Rappelons tout d’abord que la France et les pays africains de la zone franc (PAZF) ont signé le 4 décembre 1973, une convention visant à « mettre en commun leurs avoirs extérieurs dans un fonds de réserves de change. Ces réserves feront l’objet d’un dépôt auprès du Trésor Français, dans un compte courant dénommé comptes d’opérations ». La création de ces comptes d’opération fait suite au Pacte Colonial négocié par le conseiller du Général de Gaulle, Jacques Foccart, au lendemain des indépendances, et qui obligeait les PAZF à déposer la totalité de leurs avoirs extérieurs au Trésor Français. La convention de 1973 a assoupli ce « pacte » en ramenant le taux du dépôt à 65% des avoirs extérieurs, l’objectif officiel étant de répondre aux besoins de trésorerie des PAZF, et d’honorer leurs engagements auprès de leurs créanciers. En contrepartie, la France garantie une convertibilité illimitée du franc CFA en euros.

Cette convertibilité illimitée du franc CFA signifie qu’à chaque fois que de la richesse est créée dans un PAZF, de la monnaie est créée (du franc CFA en l’occurrence). Il en résulte une création potentielle de franc français, jusqu’en 2002, puis d’euro, ce dernier étant automatiquement convertible.
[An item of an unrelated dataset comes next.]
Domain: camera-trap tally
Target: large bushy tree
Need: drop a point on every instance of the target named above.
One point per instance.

Comme nombre d’économistes, nous pouvons voir dans ce mécanisme une source illimitée de devises pour la France. En effet, étant donné que la France est historiquement le principal partenaire et investisseur des pays de la zone franc CFA, la création de richesses en franc CFA lui a permis d’accumuler massivement des devises, notamment grâce à une liberté de rapatriement des capitaux sans restriction que légalisent les principes régissant le franc CFA. Ces comptes d’opérations seraient d’autant plus rentables qu’ils sont excédentaires jusqu’en 1980, puis de nouveau après la dévaluation de 1994, décidée par la France, qui a réduit la valeur du franc CFA de moitié. La garantie totale du franc CFA accordée par la France n’est donc aujourd’hui que fiction puisqu’il est peu probable que les Etats africains de la zone franc fassent faillite.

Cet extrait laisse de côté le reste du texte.